Many of these examples can be generalized by the notion of closure. Say in your universe $$U$$ you have a mapping $$\operatorname{cl}: \mathcal{P}(U) \rightarrow \mathcal{P}(U)$$ with the properties that

i) $$A \subseteq \operatorname{cl}(A)$$ for all $$A$$

ii) if $$A \subseteq B$$ then $$\operatorname{cl}(A) \subseteq \operatorname{cl}(B)$$ (monotonicity.)
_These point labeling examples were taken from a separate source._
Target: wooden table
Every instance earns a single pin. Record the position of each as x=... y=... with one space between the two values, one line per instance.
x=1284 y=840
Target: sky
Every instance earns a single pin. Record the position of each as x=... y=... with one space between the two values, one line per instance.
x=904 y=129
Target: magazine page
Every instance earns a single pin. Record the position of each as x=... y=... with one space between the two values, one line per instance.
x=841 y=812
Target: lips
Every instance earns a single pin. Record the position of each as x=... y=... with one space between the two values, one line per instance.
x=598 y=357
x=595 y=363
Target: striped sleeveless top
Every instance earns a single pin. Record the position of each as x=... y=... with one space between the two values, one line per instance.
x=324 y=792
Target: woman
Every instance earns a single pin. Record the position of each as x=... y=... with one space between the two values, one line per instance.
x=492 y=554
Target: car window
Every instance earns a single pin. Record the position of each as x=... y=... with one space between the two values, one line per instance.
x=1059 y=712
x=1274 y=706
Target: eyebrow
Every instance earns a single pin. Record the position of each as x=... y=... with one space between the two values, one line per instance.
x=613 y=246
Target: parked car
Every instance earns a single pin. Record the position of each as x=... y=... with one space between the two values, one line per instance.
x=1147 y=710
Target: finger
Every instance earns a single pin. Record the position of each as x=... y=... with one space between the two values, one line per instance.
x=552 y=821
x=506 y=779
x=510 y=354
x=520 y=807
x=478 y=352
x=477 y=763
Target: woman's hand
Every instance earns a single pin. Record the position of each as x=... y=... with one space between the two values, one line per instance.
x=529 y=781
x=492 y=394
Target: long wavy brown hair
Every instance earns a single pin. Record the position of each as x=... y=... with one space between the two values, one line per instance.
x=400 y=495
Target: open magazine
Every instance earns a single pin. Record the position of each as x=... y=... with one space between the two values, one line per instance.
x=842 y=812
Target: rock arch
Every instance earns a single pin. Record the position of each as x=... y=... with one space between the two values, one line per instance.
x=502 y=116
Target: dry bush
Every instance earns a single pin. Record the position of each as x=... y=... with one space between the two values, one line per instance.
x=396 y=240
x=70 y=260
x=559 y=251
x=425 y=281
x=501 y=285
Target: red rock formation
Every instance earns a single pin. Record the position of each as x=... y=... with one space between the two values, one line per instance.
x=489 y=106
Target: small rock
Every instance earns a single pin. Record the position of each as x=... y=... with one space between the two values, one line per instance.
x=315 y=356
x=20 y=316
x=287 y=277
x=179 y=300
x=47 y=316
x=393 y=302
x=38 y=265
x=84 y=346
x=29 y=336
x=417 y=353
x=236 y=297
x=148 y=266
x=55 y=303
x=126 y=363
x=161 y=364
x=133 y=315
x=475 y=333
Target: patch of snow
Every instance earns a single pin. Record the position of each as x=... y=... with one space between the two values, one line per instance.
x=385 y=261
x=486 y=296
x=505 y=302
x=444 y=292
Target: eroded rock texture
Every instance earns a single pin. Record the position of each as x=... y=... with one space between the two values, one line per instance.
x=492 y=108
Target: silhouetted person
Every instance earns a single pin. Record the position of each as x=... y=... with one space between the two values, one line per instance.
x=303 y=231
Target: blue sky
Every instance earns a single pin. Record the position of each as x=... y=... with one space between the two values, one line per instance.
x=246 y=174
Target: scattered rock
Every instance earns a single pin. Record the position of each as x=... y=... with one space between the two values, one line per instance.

Then defined the “closed” sets $$S$$ to be those for which $$\operatorname{cl}(S) = S$$. Usually $$\operatorname{cl}(S)$$ is thought of as the object ‘generated’ by $$S$$. For example, other than the usual closure from topology, $$cl$$ could be the span of vectors, or the subgroup/subring/submodule/$$\sigma$$-subalgebra etc. generated by $$S$$; or the connected components $$S$$ belongs to, or the convex hull of $$S$$. We want to be able to combine elements of $$S$$ in various ways, and by taking $$\operatorname{cl}(S)$$ we add in all the extra elements of $$U$$ to do whatever it is we need, but no more.

I claim that if $$A,B$$ are closed then $$A \cap B$$ is closed. Let $$A,B$$ be closed; then

$$\operatorname{cl}(A \cap B) \subseteq \operatorname{cl}(A)$$ $$\operatorname{cl}(A \cap B) \subseteq \operatorname{cl}(B)$$ by (ii), implying $$\operatorname{cl}(A \cap B) \subseteq \operatorname{cl}(A) \cap \operatorname{cl}(B)$$; by definition, $$\operatorname{cl}(A) = A$$ and $$\operatorname{cl}(B) = B$$, so $$\operatorname{cl}(A \cap B) \subseteq A \cap B$$. Furthermore,

$$\operatorname{cl}(A \cap B) \supseteq A \cap B$$ by (i); so $$\operatorname{cl}(A \cap B) = A \cap B.$$ So $$A \cap B$$ is closed. And the same proof works for showing intersections of arbitrary families of closed sets are closed.

Conversely, if we have a family of ‘closed’ objects $$\mathcal{F} \subseteq \mathcal{P}(U)$$ that is closed under intersection, then we can define $$\operatorname{cl}(A) = \bigcap \{S \in \mathcal{F} | S \supseteq A\}$$. In this case, $$cl$$ clearly obeys (i) and (ii), and $$\mathcal{F} = \{A | \operatorname{cl}(A) = A\}$$.